Frequently asked questions
Did Google lower the LCP threshold to 2 seconds in 2026?
No. As of June 2026, every official Google source (web.dev and Google Search Central, both updated within the last year) still defines a good Largest Contentful Paint as 2.5 seconds or less, needs improvement from 2.5s to 4.0s, and poor above 4.0s. There is no Google announcement of a 2.0-second threshold. The claim appears only on secondary SEO blogs that cite each other rather than Google.
What is a good LCP score in 2026?
A good Largest Contentful Paint is 2.5 seconds or less for at least 75 percent of real visits. This threshold has not changed. Google explicitly tested a 2-second threshold when defining the metric and rejected it as not consistently achievable even for well-optimised sites.
Did INP become a more important ranking signal in 2026?
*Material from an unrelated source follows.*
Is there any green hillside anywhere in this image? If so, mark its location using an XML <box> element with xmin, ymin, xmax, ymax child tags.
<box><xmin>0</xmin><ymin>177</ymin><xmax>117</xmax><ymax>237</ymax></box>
INP has been a full Core Web Vital, weighted alongside LCP and CLS, since it replaced First Input Delay in March 2024. There is no 2026 announcement changing its weight. INP is, however, the metric most sites fail (around 43 percent miss the 200ms target), which is why it deserves attention even though nothing about it changed this year.
How do I check whether my pages actually pass LCP?
Use the Core Web Vitals report in Google Search Console, which reads from the Chrome User Experience Report (real field data) and groups your URLs as good, needs improvement, or poor against the real thresholds. A one-off Lighthouse run is lab data on a single machine and cannot measure INP at all, so it is not a reliable pass/fail check.